La reciente información sobre un supuesto operativo encubierto de la CIA en México en el que murió un miembro de un cartel del narcotráfico volvió a abrir el interrogante sobre el alcance real de la presencia de la inteligencia de EE.UU. en el país, pese a que tanto el Gobierno federal como la propia Agencia Central de Inteligencia estadounidense desmintieron la noticia.

La información revelada por la cadena estadounidense CNN el martes aseguró que la reciente explosión en el céntrico Estado de México en la que murió Francisco Efraín Beltrán, presunto miembro del cartel de Sinaloa, fue en realidad un «asesinato selectivo facilitado» por la inteligencia de Estados Unidos.

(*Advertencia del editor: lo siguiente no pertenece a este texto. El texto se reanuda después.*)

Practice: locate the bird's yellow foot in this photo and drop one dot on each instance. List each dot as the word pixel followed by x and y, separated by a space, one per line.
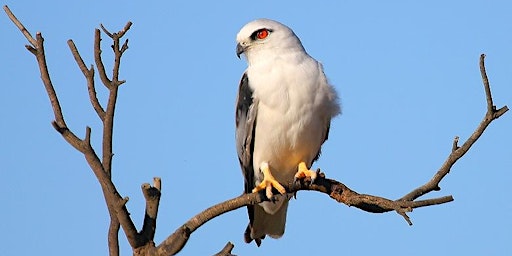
pixel 304 172
pixel 268 182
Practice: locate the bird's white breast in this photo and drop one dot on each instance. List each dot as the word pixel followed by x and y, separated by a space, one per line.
pixel 295 108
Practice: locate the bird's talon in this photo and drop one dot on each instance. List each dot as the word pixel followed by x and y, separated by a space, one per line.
pixel 304 172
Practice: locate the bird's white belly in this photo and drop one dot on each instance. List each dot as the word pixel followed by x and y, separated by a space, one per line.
pixel 284 139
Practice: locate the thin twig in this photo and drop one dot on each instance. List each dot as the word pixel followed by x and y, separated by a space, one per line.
pixel 20 26
pixel 341 193
pixel 89 76
pixel 226 251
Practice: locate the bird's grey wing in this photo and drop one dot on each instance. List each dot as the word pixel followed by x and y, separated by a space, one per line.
pixel 326 136
pixel 246 112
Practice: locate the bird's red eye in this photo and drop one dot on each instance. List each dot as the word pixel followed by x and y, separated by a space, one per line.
pixel 262 34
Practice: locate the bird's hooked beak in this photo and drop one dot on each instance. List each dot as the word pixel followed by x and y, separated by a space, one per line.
pixel 239 50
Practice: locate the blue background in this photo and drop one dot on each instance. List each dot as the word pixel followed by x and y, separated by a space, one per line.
pixel 409 81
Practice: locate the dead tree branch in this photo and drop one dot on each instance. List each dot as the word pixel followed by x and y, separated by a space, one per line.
pixel 343 194
pixel 101 168
pixel 142 242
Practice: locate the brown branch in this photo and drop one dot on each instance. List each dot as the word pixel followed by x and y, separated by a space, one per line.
pixel 142 242
pixel 341 193
pixel 226 251
pixel 89 76
pixel 20 26
pixel 152 195
pixel 98 60
pixel 101 169
pixel 458 152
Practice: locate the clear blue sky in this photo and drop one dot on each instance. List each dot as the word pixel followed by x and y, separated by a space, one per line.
pixel 409 82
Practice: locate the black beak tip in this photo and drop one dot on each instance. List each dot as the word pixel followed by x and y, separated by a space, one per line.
pixel 239 50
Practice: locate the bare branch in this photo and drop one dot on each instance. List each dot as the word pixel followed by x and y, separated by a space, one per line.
pixel 20 26
pixel 226 251
pixel 456 154
pixel 341 193
pixel 152 195
pixel 89 76
pixel 99 61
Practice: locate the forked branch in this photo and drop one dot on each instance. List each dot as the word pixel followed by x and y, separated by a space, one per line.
pixel 142 242
pixel 343 194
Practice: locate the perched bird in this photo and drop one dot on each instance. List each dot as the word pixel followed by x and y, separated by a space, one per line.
pixel 283 114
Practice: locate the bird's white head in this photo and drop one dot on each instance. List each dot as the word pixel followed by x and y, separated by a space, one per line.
pixel 264 38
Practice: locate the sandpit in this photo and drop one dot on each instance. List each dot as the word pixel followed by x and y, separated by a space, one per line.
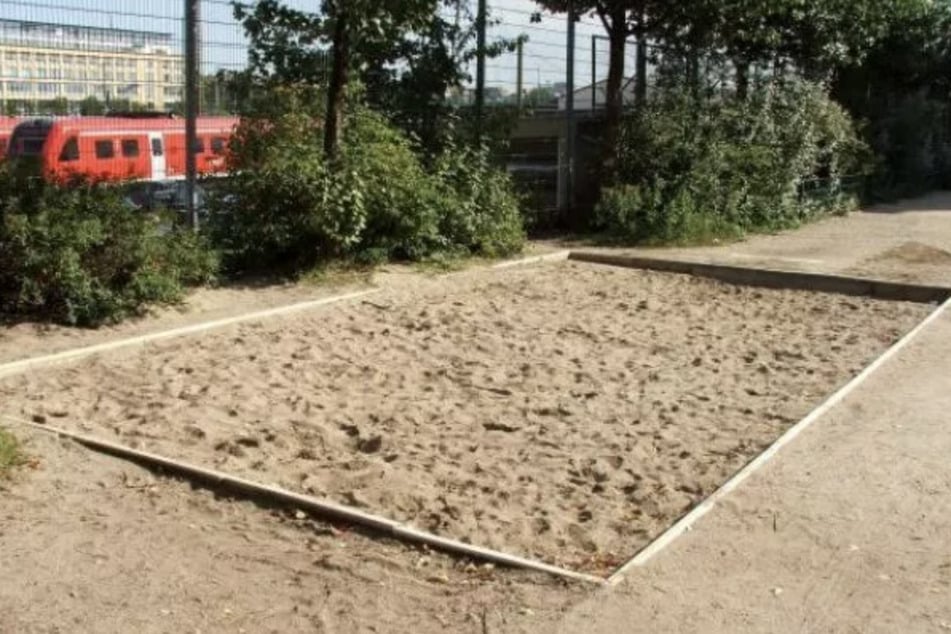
pixel 567 412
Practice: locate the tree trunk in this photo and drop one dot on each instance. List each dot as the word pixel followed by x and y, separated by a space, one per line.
pixel 742 79
pixel 640 85
pixel 337 90
pixel 613 97
pixel 693 73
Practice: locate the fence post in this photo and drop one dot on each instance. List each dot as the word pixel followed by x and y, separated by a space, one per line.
pixel 570 112
pixel 192 27
pixel 480 63
pixel 594 73
pixel 519 78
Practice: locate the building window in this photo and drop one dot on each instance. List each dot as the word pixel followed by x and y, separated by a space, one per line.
pixel 71 150
pixel 130 148
pixel 105 149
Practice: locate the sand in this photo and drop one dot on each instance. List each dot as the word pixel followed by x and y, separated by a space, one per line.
pixel 97 545
pixel 567 412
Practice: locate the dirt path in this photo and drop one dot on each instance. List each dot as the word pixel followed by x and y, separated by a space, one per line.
pixel 910 242
pixel 848 530
pixel 859 504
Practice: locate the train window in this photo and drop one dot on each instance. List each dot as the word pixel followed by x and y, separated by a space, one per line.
pixel 130 148
pixel 105 149
pixel 70 150
pixel 218 145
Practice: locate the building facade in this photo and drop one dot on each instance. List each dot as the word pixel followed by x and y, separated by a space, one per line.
pixel 42 63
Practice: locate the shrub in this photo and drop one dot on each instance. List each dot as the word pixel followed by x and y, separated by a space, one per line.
pixel 692 171
pixel 11 455
pixel 287 207
pixel 80 255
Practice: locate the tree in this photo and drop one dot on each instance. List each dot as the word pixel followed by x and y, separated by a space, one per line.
pixel 371 38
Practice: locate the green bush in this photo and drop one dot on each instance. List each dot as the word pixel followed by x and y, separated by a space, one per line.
pixel 80 255
pixel 694 171
pixel 285 206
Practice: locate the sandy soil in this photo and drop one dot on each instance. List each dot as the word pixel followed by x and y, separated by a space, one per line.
pixel 30 339
pixel 569 412
pixel 96 545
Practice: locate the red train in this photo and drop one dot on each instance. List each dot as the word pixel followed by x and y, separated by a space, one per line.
pixel 119 148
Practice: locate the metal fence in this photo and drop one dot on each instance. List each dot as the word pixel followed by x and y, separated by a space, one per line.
pixel 139 58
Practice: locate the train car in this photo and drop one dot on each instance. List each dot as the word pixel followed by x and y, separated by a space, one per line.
pixel 120 149
pixel 6 131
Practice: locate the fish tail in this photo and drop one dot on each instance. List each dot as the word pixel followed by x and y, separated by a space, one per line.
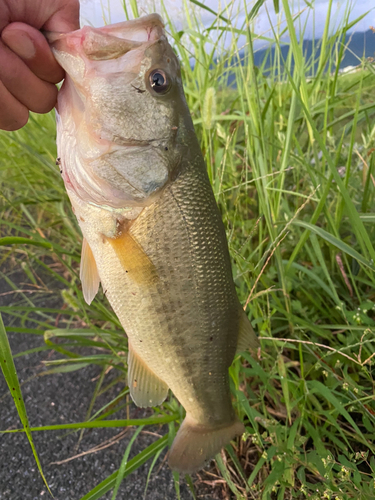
pixel 195 444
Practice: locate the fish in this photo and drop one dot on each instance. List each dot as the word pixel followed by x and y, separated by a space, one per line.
pixel 153 235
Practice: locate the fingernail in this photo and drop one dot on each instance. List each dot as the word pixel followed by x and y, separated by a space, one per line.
pixel 20 43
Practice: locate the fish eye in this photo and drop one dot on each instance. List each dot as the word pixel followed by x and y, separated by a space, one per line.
pixel 159 81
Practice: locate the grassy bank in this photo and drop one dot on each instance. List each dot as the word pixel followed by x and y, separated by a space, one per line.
pixel 292 165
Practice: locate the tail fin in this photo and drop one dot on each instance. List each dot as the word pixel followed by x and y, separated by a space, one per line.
pixel 196 444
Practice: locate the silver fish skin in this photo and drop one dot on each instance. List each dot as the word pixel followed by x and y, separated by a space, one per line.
pixel 153 234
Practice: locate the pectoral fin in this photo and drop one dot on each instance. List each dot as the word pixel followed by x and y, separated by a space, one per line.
pixel 133 259
pixel 88 273
pixel 146 388
pixel 247 338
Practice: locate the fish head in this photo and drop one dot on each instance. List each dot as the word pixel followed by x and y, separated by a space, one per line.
pixel 122 111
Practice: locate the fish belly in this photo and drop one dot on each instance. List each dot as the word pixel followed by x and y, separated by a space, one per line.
pixel 180 314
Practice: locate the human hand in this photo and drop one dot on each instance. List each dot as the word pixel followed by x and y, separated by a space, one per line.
pixel 28 69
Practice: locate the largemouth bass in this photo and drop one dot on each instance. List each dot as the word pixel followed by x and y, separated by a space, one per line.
pixel 153 235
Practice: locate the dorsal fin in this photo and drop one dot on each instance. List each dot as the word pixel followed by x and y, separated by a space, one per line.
pixel 88 273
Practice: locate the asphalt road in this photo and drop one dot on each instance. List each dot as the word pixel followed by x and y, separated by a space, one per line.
pixel 60 398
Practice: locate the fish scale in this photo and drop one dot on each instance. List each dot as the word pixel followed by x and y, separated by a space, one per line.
pixel 153 234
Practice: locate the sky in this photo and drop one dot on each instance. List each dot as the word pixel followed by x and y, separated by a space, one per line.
pixel 99 12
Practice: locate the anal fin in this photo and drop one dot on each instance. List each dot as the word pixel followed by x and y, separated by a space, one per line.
pixel 247 338
pixel 88 273
pixel 146 388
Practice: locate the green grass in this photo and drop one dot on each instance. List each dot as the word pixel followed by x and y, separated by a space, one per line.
pixel 292 164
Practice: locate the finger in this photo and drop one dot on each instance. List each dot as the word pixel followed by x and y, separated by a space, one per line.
pixel 64 19
pixel 31 46
pixel 13 114
pixel 36 94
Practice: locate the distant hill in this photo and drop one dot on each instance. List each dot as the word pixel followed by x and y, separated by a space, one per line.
pixel 359 45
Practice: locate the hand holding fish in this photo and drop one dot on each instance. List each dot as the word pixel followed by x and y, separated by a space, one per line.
pixel 28 69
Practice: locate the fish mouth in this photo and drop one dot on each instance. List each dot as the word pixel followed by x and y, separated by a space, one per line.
pixel 109 42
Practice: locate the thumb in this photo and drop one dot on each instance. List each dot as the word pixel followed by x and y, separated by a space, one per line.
pixel 31 46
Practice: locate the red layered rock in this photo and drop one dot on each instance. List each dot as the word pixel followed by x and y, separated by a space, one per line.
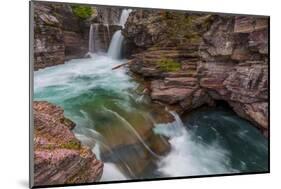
pixel 223 58
pixel 59 157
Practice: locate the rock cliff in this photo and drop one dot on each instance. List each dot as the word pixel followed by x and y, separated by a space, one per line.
pixel 60 35
pixel 60 158
pixel 196 59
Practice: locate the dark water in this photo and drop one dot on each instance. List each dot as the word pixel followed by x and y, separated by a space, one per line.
pixel 120 126
pixel 248 148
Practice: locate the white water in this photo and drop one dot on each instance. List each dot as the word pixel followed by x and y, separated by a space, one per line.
pixel 114 50
pixel 81 76
pixel 189 158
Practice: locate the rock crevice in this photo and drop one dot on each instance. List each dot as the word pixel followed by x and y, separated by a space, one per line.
pixel 206 58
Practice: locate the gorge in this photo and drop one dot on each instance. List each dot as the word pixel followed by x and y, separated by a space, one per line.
pixel 161 115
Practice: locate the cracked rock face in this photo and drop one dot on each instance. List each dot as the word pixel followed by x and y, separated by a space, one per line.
pixel 59 157
pixel 227 59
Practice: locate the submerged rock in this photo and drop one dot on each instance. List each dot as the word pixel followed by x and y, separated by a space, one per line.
pixel 59 157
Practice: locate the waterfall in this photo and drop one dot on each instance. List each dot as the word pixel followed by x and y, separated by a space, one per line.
pixel 114 50
pixel 93 38
pixel 124 16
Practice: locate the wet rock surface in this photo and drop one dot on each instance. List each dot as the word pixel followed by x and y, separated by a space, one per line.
pixel 219 57
pixel 59 157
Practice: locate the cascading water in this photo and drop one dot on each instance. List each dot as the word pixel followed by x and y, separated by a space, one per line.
pixel 116 123
pixel 114 50
pixel 93 38
pixel 124 16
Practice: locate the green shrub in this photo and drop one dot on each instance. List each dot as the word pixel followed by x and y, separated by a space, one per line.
pixel 82 11
pixel 168 65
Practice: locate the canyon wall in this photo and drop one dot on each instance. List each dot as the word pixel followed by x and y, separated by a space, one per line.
pixel 59 157
pixel 196 59
pixel 60 35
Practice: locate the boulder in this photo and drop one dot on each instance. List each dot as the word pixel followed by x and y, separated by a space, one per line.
pixel 59 157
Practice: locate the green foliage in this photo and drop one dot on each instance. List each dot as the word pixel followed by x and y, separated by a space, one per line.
pixel 186 28
pixel 168 65
pixel 82 11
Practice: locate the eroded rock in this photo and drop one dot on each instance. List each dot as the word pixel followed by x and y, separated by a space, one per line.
pixel 59 157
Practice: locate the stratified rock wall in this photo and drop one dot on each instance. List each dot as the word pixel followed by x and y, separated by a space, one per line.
pixel 59 157
pixel 195 59
pixel 58 35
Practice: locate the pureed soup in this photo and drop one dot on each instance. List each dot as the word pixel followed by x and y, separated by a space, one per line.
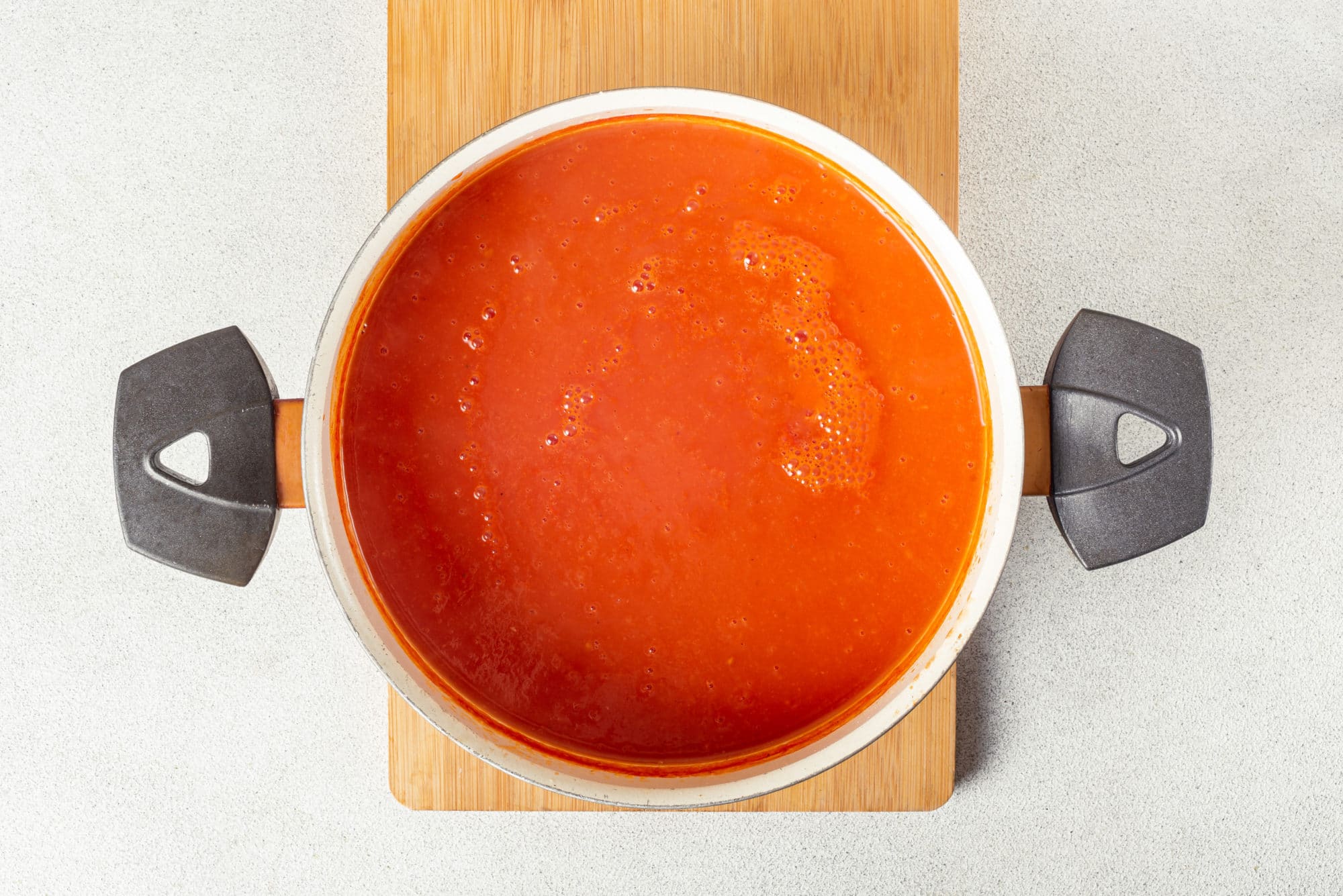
pixel 663 447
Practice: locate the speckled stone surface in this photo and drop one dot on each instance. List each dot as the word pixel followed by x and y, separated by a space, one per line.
pixel 1173 725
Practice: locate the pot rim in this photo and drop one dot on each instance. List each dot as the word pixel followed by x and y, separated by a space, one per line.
pixel 943 251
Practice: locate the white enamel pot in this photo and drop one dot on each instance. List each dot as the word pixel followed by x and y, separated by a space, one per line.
pixel 1105 366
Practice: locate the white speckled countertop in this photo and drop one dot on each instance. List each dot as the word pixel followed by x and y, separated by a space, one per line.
pixel 1170 725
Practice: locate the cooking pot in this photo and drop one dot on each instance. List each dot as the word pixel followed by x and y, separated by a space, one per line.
pixel 1059 439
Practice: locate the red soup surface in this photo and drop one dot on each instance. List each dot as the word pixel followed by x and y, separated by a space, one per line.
pixel 663 446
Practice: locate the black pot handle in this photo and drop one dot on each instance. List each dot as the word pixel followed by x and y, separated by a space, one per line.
pixel 216 385
pixel 1103 368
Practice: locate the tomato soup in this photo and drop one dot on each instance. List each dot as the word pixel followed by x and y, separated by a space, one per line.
pixel 661 443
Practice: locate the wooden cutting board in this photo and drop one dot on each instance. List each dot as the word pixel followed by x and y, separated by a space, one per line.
pixel 879 71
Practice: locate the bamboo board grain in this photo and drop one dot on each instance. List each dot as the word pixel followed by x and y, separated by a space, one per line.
pixel 880 71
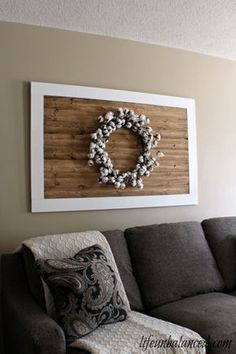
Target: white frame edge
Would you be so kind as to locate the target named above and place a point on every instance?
(40, 204)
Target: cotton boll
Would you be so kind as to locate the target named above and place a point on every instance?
(105, 179)
(120, 179)
(160, 154)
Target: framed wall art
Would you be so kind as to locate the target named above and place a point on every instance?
(95, 148)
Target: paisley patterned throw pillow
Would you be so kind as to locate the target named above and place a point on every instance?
(85, 291)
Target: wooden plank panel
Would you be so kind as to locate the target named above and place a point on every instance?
(68, 123)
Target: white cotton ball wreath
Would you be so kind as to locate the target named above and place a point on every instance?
(98, 156)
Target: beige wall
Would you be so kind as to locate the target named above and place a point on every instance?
(33, 53)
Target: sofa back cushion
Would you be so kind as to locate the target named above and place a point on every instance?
(120, 252)
(172, 261)
(221, 236)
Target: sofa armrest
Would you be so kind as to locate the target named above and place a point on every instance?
(27, 328)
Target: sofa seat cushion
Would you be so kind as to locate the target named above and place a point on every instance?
(119, 247)
(212, 315)
(172, 261)
(221, 236)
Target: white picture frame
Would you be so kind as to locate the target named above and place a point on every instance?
(41, 204)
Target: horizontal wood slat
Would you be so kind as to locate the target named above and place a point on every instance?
(68, 123)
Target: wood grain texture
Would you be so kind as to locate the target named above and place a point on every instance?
(68, 123)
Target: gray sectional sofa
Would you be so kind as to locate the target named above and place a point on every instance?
(183, 273)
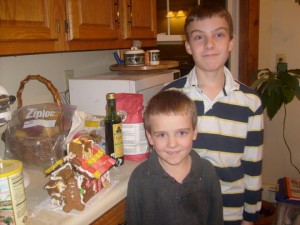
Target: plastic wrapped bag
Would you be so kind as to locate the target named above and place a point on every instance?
(36, 133)
(130, 107)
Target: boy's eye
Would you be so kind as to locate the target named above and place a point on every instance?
(160, 135)
(182, 133)
(220, 34)
(199, 37)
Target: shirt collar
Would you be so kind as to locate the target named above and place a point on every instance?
(230, 83)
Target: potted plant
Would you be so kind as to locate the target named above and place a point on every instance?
(276, 88)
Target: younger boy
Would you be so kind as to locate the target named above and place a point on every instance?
(230, 114)
(174, 186)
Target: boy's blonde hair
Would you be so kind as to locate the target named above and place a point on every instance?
(208, 10)
(170, 102)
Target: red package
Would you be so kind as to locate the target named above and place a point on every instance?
(130, 108)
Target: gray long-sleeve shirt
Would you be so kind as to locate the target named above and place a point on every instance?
(155, 198)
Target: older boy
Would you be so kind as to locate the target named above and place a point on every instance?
(230, 114)
(174, 186)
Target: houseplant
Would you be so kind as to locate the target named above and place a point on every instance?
(276, 88)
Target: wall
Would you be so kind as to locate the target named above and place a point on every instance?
(14, 69)
(280, 33)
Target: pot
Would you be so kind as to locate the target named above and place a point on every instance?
(134, 57)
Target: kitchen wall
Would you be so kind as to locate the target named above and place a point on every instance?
(13, 69)
(280, 33)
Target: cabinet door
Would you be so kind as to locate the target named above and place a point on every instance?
(92, 19)
(28, 26)
(139, 19)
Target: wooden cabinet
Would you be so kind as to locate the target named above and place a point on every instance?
(30, 26)
(36, 26)
(114, 216)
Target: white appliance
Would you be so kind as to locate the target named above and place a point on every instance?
(88, 93)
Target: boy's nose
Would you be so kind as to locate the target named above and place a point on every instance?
(172, 142)
(209, 43)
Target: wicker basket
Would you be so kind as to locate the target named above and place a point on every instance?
(42, 149)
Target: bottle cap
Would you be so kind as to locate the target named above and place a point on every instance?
(110, 96)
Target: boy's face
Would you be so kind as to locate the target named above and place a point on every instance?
(209, 43)
(172, 137)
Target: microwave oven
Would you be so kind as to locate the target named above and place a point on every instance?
(89, 93)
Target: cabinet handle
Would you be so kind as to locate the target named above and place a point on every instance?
(125, 223)
(130, 14)
(117, 19)
(57, 25)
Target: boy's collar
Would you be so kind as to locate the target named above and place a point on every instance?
(229, 85)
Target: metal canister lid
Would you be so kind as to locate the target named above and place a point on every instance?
(10, 167)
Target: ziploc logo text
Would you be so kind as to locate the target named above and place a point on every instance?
(35, 114)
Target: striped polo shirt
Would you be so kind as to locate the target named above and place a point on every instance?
(230, 136)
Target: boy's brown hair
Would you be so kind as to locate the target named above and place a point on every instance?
(207, 10)
(170, 102)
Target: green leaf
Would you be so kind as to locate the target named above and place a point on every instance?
(276, 89)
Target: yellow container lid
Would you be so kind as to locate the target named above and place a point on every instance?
(10, 167)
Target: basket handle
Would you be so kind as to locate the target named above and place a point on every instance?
(45, 81)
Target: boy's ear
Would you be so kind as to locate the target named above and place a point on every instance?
(149, 137)
(188, 47)
(231, 44)
(195, 133)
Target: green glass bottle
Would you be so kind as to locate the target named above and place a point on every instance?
(113, 131)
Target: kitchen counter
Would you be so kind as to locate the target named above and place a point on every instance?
(41, 211)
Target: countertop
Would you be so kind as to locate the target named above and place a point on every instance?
(41, 211)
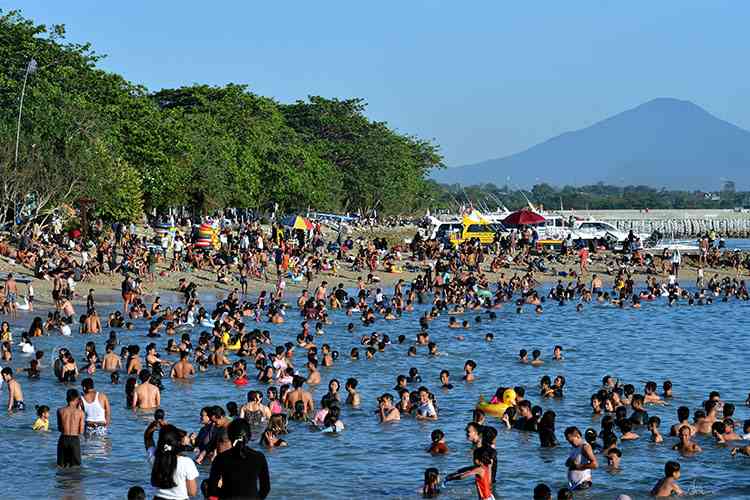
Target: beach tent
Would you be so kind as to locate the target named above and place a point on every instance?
(523, 217)
(474, 217)
(297, 222)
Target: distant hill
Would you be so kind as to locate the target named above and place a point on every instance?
(662, 143)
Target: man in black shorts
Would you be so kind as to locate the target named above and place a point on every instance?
(70, 423)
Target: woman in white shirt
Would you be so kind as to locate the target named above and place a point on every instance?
(175, 477)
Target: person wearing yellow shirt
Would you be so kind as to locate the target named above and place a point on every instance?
(42, 421)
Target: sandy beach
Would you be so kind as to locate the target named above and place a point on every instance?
(107, 286)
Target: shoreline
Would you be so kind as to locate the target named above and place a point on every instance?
(107, 287)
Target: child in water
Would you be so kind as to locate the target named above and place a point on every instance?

Rápidamente surgió el desmentido por parte del Gobierno de México ante la gravedad del asunto, y el secretario de Seguridad, Omar García Harfuch, rechazó «categóricamente» esta versión, a la vez que reiteró que los trabajos operativos «corresponden exclusivamente» a autoridades mexicanas competentes.

Este miércoles, la presidenta, Claudia Sheinbaum, insistió en el mismo mensaje al calificar como «absolutamente falso» la noticia, al tiempo que criticó una información posterior de The New York Times que señalaba que la bomba que ocasionó la muerte del narcotraficante habría sido puesta por autoridades mexicanas pero contó con inteligencia estadounidense.

«Es absurdo. Como si hubiera un área especial del Gobierno de México dedicada a poner bombas para eliminar grupos delictivos; es una ficción del tamaño del universo», sentenció Sheinbaum.

No solo del lado mexicano hubo reacción negando el operativo, pues la portavoz oficial de la CIA, Liz Lyons, en una poco habitual publicación en redes sociales, subrayó que la información es «falsa» y que solo sirve como una «campaña de relaciones públicas para los carteles» que «pone en riesgo la vida de los estadounidenses».

A pesar de que todos los implicados lo negaron tajantemente, este último caso volvió a poner sobre la mesa la duda de hasta dónde llega la cooperación de Washington con el Ejecutivo de Sheinbaum en medio de las recurrentes tensiones bilaterales por cuestiones como la lucha contra el narcotráfico.

Para el investigador mexicano Carlos Pérez Ricart, del Cide, lo «más interesante» no es la veracidad de la noticia, sino que «se sepa y alguien la haya filtrado», circunstancia que enmarca en una política de «presión» del presidente estadounidense, Donald Trump, hacia México.

Esta información se suma a la controversia por la presencia de dos agentes estadounidenses (supuestamente también de la CIA) en un operativo antidroga realizado hace semanas en el estado norteño de Chihuahua que ya investiga la Fiscalía General de la República (FGR).